Strom speichern wird immer wichtiger

Für die Energiewende unverzichtbar sind Energiespeicher, deren Stärken vielfältig sind: Vor Ort erzeugter Strom kann vor Ort zwischengespeichert und zeitversetzt genutzt werden, die fluktuierende Erzeugung aus Wind und Sonne wird so geglättet. Geschieht das Ein- und Ausspeichern in Zeiten hoher Netzauslastung, entlasten die Speicher zudem das Netz. Außerdem können sie ab einer bestimmten Größe auch Primärregelleistung zur Verfügung stellen.

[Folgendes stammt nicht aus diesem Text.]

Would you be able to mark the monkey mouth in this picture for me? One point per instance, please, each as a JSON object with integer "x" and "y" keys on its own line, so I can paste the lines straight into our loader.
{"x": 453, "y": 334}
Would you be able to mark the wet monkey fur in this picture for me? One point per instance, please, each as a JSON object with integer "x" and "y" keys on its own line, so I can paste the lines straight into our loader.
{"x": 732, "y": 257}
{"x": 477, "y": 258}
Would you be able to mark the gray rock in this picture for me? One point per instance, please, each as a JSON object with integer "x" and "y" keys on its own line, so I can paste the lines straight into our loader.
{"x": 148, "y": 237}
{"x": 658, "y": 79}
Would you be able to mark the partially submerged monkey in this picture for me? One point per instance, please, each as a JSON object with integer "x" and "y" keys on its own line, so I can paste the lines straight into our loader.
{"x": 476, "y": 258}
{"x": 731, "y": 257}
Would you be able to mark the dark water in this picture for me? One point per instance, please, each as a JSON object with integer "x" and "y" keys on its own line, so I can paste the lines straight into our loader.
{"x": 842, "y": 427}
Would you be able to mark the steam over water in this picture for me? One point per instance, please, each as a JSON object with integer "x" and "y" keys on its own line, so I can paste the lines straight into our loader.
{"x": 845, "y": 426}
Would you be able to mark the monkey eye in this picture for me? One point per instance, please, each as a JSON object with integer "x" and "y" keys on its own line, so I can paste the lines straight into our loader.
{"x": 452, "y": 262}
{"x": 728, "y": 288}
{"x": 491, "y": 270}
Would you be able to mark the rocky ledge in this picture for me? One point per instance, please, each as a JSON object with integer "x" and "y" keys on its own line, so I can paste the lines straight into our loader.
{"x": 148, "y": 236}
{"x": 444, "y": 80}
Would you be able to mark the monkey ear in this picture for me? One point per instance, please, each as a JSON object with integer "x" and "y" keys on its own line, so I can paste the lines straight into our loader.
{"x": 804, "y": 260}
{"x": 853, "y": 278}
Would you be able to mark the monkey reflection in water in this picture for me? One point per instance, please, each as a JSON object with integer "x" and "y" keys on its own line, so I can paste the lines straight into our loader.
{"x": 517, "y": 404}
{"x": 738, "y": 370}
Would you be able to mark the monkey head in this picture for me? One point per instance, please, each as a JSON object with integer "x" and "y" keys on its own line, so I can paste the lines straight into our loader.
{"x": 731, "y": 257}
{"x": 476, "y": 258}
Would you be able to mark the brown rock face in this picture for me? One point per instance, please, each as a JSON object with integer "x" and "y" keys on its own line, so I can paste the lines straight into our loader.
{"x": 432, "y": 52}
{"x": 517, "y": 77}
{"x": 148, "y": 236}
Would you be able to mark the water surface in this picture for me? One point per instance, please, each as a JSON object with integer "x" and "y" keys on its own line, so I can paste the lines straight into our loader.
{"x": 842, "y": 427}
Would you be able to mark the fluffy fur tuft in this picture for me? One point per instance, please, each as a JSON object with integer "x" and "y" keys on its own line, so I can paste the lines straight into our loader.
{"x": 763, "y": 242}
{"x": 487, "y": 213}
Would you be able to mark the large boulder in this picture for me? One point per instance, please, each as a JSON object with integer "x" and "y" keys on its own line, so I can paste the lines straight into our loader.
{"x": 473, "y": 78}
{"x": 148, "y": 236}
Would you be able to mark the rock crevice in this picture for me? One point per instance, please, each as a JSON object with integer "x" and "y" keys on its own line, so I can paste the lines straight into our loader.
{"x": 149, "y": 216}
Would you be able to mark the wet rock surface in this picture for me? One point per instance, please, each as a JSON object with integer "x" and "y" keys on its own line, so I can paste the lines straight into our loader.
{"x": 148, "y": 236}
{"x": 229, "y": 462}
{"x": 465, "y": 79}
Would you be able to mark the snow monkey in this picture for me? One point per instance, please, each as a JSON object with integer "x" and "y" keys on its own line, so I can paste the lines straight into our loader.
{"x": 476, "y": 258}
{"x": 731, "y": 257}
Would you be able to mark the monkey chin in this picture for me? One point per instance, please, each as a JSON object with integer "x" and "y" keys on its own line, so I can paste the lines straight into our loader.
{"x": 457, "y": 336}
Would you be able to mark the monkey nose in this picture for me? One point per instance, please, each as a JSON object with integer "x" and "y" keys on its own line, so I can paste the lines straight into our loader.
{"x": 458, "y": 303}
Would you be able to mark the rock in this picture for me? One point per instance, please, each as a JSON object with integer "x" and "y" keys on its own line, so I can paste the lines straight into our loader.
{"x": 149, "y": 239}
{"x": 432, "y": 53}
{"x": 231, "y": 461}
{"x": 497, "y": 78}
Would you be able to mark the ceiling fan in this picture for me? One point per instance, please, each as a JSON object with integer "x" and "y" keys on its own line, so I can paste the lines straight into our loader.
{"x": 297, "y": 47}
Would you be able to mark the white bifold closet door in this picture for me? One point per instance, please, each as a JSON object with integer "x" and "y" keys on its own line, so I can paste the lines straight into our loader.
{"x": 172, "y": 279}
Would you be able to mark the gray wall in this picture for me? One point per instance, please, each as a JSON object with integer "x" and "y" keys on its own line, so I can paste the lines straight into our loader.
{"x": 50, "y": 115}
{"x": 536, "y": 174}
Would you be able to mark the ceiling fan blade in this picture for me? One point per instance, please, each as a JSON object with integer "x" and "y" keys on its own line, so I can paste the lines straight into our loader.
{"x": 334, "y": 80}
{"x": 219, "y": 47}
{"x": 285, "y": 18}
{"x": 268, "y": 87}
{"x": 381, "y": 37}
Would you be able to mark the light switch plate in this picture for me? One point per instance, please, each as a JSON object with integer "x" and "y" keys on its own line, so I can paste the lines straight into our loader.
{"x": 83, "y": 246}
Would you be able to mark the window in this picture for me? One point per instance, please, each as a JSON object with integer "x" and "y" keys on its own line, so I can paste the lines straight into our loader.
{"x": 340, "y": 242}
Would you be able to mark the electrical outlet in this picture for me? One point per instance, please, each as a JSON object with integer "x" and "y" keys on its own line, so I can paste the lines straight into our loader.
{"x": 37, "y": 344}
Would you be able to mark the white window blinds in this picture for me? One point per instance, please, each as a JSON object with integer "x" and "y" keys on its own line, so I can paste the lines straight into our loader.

Im Batteriespeichermarkt zeigt sich eine ähnliche Entwicklung wie bei der Photovoltaik: Es sind die Bürgerinnen und Bürger, die voranschreiten und ihre PV-Anlage mit einem Speicher nachrüsten oder gleich mit Batterie planen und bauen. 63 Prozent der Ende 2023 in Europa installierten Speicherkapazität fand sich in privaten Haushalten. Auf netzgebundene Großspeicher entfielen 27 Prozent, während das Segment der Gewerbespeicher 10 Prozent beitrug. Doch die Relationen werden sich verschieben – immer mehr größere Speicher werden gebaut, um die notwendigen Flexibilitäten für das erneuerbare Stromsystem zu schaffen. Solar Power Europe rechnet mit jährlichen Wachstumsraten von 30 bis 40 Prozent in den nächsten Jahren.

Die Erneuerbaren stellten 2024 mit dem Anteil von 47 Prozent am EU -Strommix einen neuen Rekord auf. 29 Prozent kamen aus Wind- und Solarstrom, 13 aus der Wasserkraft, 5,6 Prozent aus der Bioenergie, weitere kleine Mengen kamen aus Geothermie und Wellenkraftwerken. Bioenergie und Wasserkraft könnte man auch als Hidden Champions der Energiewende bezeichnen. Die beiden Erzeugungsarten haben zwar nicht so enorme Wachstumszahlen zu vermelden – dennoch sind sie wichtig. Anders als Solar- und Windstrom können Bioenergie-Anlagen ihre Erzeugung steuern, Wasserkraft kann stetig ihren Beitrag leisten. Diese Unabhängigkeit von Wetterbedingungen ist im erneuerbaren Stromsystem von unschätzbarem Wert. Wenn auch die Geothermie – leider verbunden mit hohen Anfangsinvestitionen – zukünftig vermehrt genutzt wird, stärkt das ein erneuerbares Stromsystem zusätzlich.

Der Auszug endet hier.